| | | | | | Could This Lump Power the Planet?
Scientists at Lawrence Livermore National Lab are betting $3.5 billion in taxpayer money on a tiny pellet that could produce an endless supply of safe, clean energy. For some, that’s hard to swallow.
By Daniel Lyons, NEWSWEEK – November 14, 2009
This target chamber is 10 meters in diameter and weighs 287,000 pounds.
It doesn’t look like much from the outside-just a drab, 10-story building on the campus of Lawrence Livermore National Laboratory, about an hour’s drive east of San Francisco. But as I’m walking across the parking lot on a sunny day in October I can’t help thinking that someday I might be telling my grandchildren about the time I came to this lab and met Edward Moses and saw the technology that was about to change the world.

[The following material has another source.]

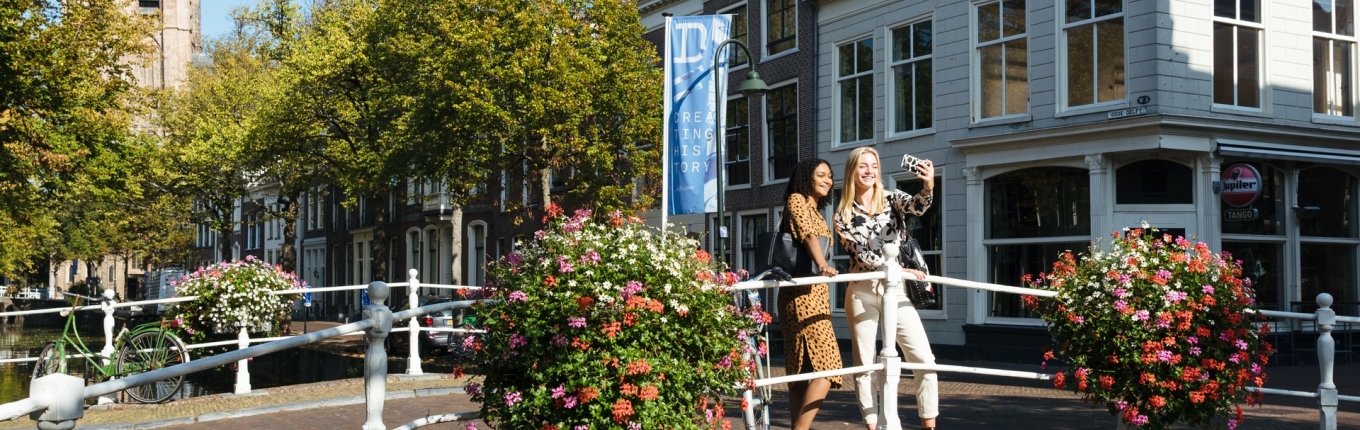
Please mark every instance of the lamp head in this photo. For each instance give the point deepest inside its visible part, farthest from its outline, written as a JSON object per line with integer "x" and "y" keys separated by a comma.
{"x": 754, "y": 85}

Maybe this means I’m an optimist. Or even a sucker; a fool. All I know is that when I meet Moses, the 60-year-old scientist who runs this place, and he shows me a tiny pellet, about the size of the multivitamin I take every morning, and swears it will provide an endless supply of safe, clean energy, I want to believe him. It seems so ridiculously simple, so utterly doable. The pellet Moses holds is a model, but the real version will contain a few milligrams of deuterium and tritium, isotopes of hydrogen that can be extracted from water. If you blast the pellet with a powerful laser, you can create a reaction like the one that takes place at the center of the sun. Harness that reaction, and you’ve created a star on earth, and with the heat from that star you can generate electricity without creating any pollution. Forget about nuke plants, coal, oil, or wind and solar. “This is the real solar power,” says Moses.

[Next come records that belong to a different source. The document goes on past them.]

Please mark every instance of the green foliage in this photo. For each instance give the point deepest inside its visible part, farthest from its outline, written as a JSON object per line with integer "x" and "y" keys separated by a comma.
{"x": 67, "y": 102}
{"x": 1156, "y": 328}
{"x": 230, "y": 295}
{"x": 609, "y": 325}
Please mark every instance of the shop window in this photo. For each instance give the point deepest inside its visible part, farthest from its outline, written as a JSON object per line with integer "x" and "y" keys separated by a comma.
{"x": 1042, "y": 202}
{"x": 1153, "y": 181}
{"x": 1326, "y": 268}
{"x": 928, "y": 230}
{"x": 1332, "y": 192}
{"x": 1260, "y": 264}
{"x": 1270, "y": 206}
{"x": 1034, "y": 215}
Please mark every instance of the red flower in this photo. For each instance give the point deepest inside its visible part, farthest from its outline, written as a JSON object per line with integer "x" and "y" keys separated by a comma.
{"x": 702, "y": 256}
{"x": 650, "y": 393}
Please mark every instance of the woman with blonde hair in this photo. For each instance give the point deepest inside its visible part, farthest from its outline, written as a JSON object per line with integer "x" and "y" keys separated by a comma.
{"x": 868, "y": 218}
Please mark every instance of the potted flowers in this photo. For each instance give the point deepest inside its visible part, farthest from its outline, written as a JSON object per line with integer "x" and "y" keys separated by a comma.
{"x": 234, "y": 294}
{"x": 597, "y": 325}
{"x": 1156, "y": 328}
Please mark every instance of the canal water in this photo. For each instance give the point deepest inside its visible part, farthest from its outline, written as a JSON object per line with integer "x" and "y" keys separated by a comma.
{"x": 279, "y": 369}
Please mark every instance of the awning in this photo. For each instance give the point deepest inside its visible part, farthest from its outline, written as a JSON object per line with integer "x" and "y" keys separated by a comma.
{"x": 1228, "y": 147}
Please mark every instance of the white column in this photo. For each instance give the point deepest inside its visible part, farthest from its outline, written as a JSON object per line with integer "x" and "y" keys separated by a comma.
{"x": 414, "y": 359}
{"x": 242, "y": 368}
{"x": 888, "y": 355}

What Moses is talking about is controlled nuclear fusion-fusing nuclei rather than splitting a nucleus, as happens in ordinary nuclear-fission power plants. In a fission reaction, the nucleus of a uranium atom is split into two smaller atoms, releasing energy in the form of heat. The heat is used to make steam, which drives a turbine and generates electricity. In fusion energy, the second half of this process (heat makes steam makes electricity) remains the same. But instead of splitting the nucleus of an atom, you’re trying to force a deuterium nucleus to merge, or fuse, with a tritium nucleus. When that happens, you produce helium and throw off energy.
Scientists have been trying to produce energy with fusion for decades. So far, they keep failing. It’s not that fusion itself can’t be achieved. Fusion takes place in every hydrogen-bomb explosion. The trick is controlling fusion so that instead of a one-time blast you get a series of tiny, controllable explosions. The joke is that fusion energy is only 40 years away, and will always be only 40 years away.
Moses believes, however, that his lab, which is called the National Ignition Facility, or NIF, has cracked the problem. The big challenge fusion has faced is lack of power. Even the biggest lasers in the world could not generate enough energy to smash nuclei together and make them stick. But the reason the building we’re in is so huge-it covers the area of three football fields-is that it contains an enormous laser, or actually a system that combines 192 identical lasers and zaps them into a round chamber, about 30 feet in diameter, where the tiny pellet of fuel awaits the blast. NIF’s laser, which took a decade to build and was completed earlier this year, can produce 60 times more energy than any other laser ever built. Right now it’s still being tested. But next year Moses and his scientists will fire it up with a full load of deuterium-tritium fuel, and Moses feels confident it will achieve “ignition,” meaning a controlled burn in which you get out more energy than you put in. Moses, an award-winning laser scientist with a wry sense of humor, explains the whole thing as he leads me on a tour through the NIF facility. It’s a vast, beautiful, awe-inspiring machine, mind-blowing in its complexity, with miles of metal tubes-all part of a system that starts with a tiny pulse of light, channels that light through machines that amplify its intensity and rocket the beam along using specially grown crystals and thousands of lenses and mirrors, and finally focuses these beams down to hit a target that is the size of a peppercorn-all in one millionth of a second.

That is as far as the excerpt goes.